I was recommended
this book for it’s ‘Edgeland’ or liminal feel, but I couldn’t find that
feeling. Perhaps as a European I was unable to tap into the real scope that MaCauley
was driving at with his vision of an American Midwest that has broadened in
distance due to a technologically-strapped future that must rely on foot and
horse for travel. We aren’t given much of a time frame for this future, and I
feel it unfortunately falls into that nebulous ‘in the time before’

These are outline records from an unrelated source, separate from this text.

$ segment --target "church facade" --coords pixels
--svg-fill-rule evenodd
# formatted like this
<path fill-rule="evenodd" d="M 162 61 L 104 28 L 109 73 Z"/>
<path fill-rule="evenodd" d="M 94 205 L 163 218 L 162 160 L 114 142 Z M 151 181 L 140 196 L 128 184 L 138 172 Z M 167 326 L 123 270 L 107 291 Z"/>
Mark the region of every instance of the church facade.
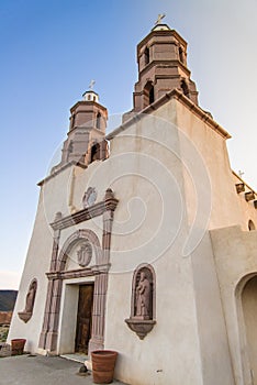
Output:
<path fill-rule="evenodd" d="M 90 89 L 38 185 L 9 341 L 40 354 L 119 352 L 133 385 L 257 384 L 257 194 L 198 103 L 187 42 L 137 45 L 133 110 L 105 134 Z"/>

storytelling, also somewhat reflected in the over-the-top and jumbled choice of
title & subtitle. This is also prominent in the referral to our own era as
the time of the ‘forefathers,’ with ruined ‘forefather cities’ and roads treated
with wonder. More interesting was the treatment of geography; Lake Erie, without
constant use and treatment by humans, changes shape, casting a long swamp over
much of its flood plains, covering roads and settlements under swamp and lake.
The few
passages we get on the race war that consumed the US preceding any kind of
collapse were the main hook for me, feeling like the inevitable end of a
chaotic nation from a writer standing in the cold war era (originally published in 1979.) Some have read this sub-plot
as a racist prediction, claiming the black population of the United States is
blamed for its doom, even comparing the book to the infamous Turner Diaries,
but I feel it was fairly implicit that we are rooting for the black
liberation movement as it is shown to us through the eyes of an African-American
intellectual and former reporter whose protected and hidden journal we are
exposed to. We are shown the natural conclusion to white ignorance; as the
world creeps closer and closer to a nuclear war the United States Government
(or USG as it is referred to as a faction in this near-future civil conflict)

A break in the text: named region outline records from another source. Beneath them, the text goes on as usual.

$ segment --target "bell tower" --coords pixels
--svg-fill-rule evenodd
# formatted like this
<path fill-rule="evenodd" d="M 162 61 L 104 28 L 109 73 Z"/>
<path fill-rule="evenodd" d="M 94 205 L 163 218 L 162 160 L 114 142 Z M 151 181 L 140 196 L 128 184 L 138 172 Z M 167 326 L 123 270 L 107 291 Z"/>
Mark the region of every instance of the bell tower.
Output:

becomes immaturely obsessed inward, becoming “genocidal” against a more and
more promising black power movement resulting in a war that bursts from the
tension of maltreatment of African-Americans as they increasingly make up the
population of urban areas.
The race war was the drawing moment
in the early pages- and then it stops. We are never again given a glimpse of
this pivotal moment in this ‘secret history,’ and are instead told that the
Black Liberation movement (BLAC- Black Liberation Army Corps) led by ‘Brother
Soul’ in this near-future instance (set in 1983-6) were defeated and a
successful genocide waged on African-Americans, the horrific beginnings of which
we witness as BLAC and the USG clash in Gary, Indiana. African-Americans become
canonized as a ‘shadow people’ who cause the end of the ‘forefather’s’ world-
but the reader has been told the truth of nuclear strikes in the ex-reporter’s
journal. The remnants of the USG become the villainous slavers, the ‘horsemen,’
becoming more and more stylized as a sort of future confederate army.
MaCauley then settles in to the far future, telling a story of only whites, with simply too many shadows of story cast before being lost; we are told about different factions, individuals and their choices, even fictional cultural nuances, but not necessarily where it all goes or what it all means. Perhaps this is a disservice to the bulk of the story which is fundamentally the story of Kincaid, the wanderer as he follows his Esso road map and intuition to explore an area made vaster and vaster by it’s unknowns. A fairly likeable story of individuals striving for knowledge and freedom, but I can’t help but be hung-up on the dead end treatment the civil war was given. Perhaps as he wrote in a melting pot moment, with debates on race within the context of Vietnam, South Africa still in apartheid and riots such as the Los Angeles riots on the horizon, MaCauley didn’t realize that the contemporary teetering edge of society he was portraying was the more interesting part of the story.
A Secret History of Time to Come: A Chilling Vision of the Far Future by Robie Macauley (London, Corgi Books) 1983.